According to Menon, research participants who focused all their mental energy on fretting passed through three distinct stages as their feelings of angst were systematically eradicated. First, subjects frantically overanalyzed each detail of their particular anxiety, after which they mentally tormented themselves regarding every single thing that could possibly go wrong. Finally, and most crucially according to the data, subjects beat themselves up over their stresses to such a degree that they became virtually paralyzed, rendering themselves too impaired to function in most aspects of their lives.

After completing these three stages, Menon confirmed that every subject was found to be completely free of anxiety and immediately went forward leading a normal life.

“The key to beating anxiety is to let yourself become totally consumed with intrusive, irrational thoughts until you actually raise your pulse and blood pressure,” said assistant researcher Dana Kelley, who said that blinding stress headaches were a crucial indicator that one’s anxious feelings were disappearing. “If you can get to a point where you legitimately feel short of breath and begin to perceptibly tremble, that means you’re progressing. In fact, the more tense your neck and shoulders are, the closer you are to moving past your anxiety altogether.”

“Lying awake in bed for hours every night due to your singular, debilitating focus on your insecurities is a great start, but ideally you want to get to a point where you have horrible nightly anxiety dreams that persist throughout your few fitful hours of sleep,” Kelley added. “That’s a clear sign your anxiety is almost entirely gone.”

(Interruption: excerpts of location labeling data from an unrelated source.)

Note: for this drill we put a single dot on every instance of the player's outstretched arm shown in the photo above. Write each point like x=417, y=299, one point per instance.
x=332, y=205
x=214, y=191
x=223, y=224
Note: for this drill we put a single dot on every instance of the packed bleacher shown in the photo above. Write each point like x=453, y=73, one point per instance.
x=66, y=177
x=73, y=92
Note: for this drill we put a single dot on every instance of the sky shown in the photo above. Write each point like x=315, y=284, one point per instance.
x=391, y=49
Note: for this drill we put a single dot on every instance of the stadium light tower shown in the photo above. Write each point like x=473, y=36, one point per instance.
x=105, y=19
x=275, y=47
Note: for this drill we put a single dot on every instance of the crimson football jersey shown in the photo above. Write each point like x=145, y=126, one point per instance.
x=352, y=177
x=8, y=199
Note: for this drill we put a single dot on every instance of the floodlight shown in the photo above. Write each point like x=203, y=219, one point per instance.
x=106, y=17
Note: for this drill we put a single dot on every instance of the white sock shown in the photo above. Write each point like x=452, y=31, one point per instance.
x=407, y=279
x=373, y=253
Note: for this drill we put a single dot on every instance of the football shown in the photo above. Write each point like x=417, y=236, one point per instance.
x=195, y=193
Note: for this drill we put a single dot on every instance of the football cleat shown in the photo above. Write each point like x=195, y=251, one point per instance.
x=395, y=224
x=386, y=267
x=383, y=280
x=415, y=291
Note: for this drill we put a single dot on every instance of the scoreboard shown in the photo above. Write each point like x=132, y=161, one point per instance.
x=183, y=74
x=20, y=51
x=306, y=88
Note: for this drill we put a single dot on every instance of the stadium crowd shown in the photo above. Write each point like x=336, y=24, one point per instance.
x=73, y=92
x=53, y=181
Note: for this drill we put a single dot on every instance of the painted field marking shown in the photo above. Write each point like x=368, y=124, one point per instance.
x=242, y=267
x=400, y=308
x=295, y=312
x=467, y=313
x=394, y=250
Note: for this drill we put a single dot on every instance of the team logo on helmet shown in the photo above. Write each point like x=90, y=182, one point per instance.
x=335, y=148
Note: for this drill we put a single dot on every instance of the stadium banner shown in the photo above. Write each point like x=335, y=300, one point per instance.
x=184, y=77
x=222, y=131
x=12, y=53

Kelley warned individuals, however, not to attempt to take a step back and distance themselves from their angst issues or try to gain a rational perspective on their fears, as such efforts caused immediate spikes in their overall levels of anxiety, setting their treatment back weeks. In addition, she urged friends and family members of those suffering from anxiety to be as dismissive as possible about their loved ones’ conditions, noting that hearing frequent belittling and condescending remarks about how their fears were “not valid” and “nothing to worry about” was correlated with markedly enhanced and expedited recoveries among test subjects.

One of the study’s participants, April Willis, 41, praised the research for resolving deep-seated insecurities about her appearance and competence, citing in particular the effectiveness of a technique in which she mentally replays her most anxiety-inducing thoughts and memories over and over in her head at all hours of day and night.

“After years of struggling with anxiety, I found that the cure was as simple as mentally torturing myself over every last shred of disquiet in my life until I became so riddled with doubt and unease that I was unable to eat or sleep,” Willis told reporters. “Once I obsessively worried to a point that I was effectively debilitated and felt that I barely even wanted to go on, then, poof, the anxiety went away for good.”

“So now when I sense any anxiety, no matter how minor, I just allow my intrusive, anxious thoughts to take over and take me wherever they choose—it’s that simple,” added a smiling Willis. “If I can do it, so can you!”